Lasso peptide biosynthesis requires at least three genes, referred to as the A, B, and C proteins. The A gene encodes the precursor peptide, which is modified by the B and C proteins into the mature natural product. The B protein is an adenosine triphosphate-dependent cysteine protease that cleaves the leader region from the precursor peptide. The C protein displays homology to asparagine synthetase and is thought to activate the carboxylic acid side chain of a glutamate or aspartate residue via adenylylation. The N-terminal amine formed by the B protein (protease) then reacts with this activated side chain to form the macrocycle-forming isopeptide bond. The exact steps and reaction intermediates in lasso peptide biosynthesis remain unknown due to experimental difficulties associated with the proteins. Commonly, the B protein is referred to as the lasso protease, and the C protein is referred to as the lasso cyclase.

Some lasso peptide biosynthetic gene clusters also require an additional protein of unknown function for biosynthesis.

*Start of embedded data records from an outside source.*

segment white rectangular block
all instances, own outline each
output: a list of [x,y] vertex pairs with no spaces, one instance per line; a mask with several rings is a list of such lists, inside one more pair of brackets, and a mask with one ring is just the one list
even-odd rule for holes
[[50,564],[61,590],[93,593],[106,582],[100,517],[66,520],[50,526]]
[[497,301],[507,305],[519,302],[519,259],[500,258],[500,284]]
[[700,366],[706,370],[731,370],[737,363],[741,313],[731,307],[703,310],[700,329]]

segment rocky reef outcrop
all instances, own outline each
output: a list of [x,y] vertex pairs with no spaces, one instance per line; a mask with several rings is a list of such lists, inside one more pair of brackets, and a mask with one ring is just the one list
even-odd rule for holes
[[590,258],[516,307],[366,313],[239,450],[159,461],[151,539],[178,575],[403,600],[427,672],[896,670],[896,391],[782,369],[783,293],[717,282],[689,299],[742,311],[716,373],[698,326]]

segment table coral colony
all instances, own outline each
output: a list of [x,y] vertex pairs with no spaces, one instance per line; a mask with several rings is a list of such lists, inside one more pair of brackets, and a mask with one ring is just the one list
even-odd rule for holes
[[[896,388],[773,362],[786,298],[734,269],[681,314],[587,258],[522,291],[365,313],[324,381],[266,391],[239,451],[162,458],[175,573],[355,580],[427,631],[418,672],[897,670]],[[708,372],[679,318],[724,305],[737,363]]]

Additionally, lasso peptide gene clusters usually include an ABC transporter (D protein) or an isopeptidase, although these are not strictly required for lasso peptide biosynthesis and are sometimes absent. No X-ray crystal structure is yet known for any lasso peptide biosynthetic protein.

The biosynthesis of lasso peptides is particularly interesting due to the inaccessibility of the threaded-lasso topology to chemical peptide synthesis.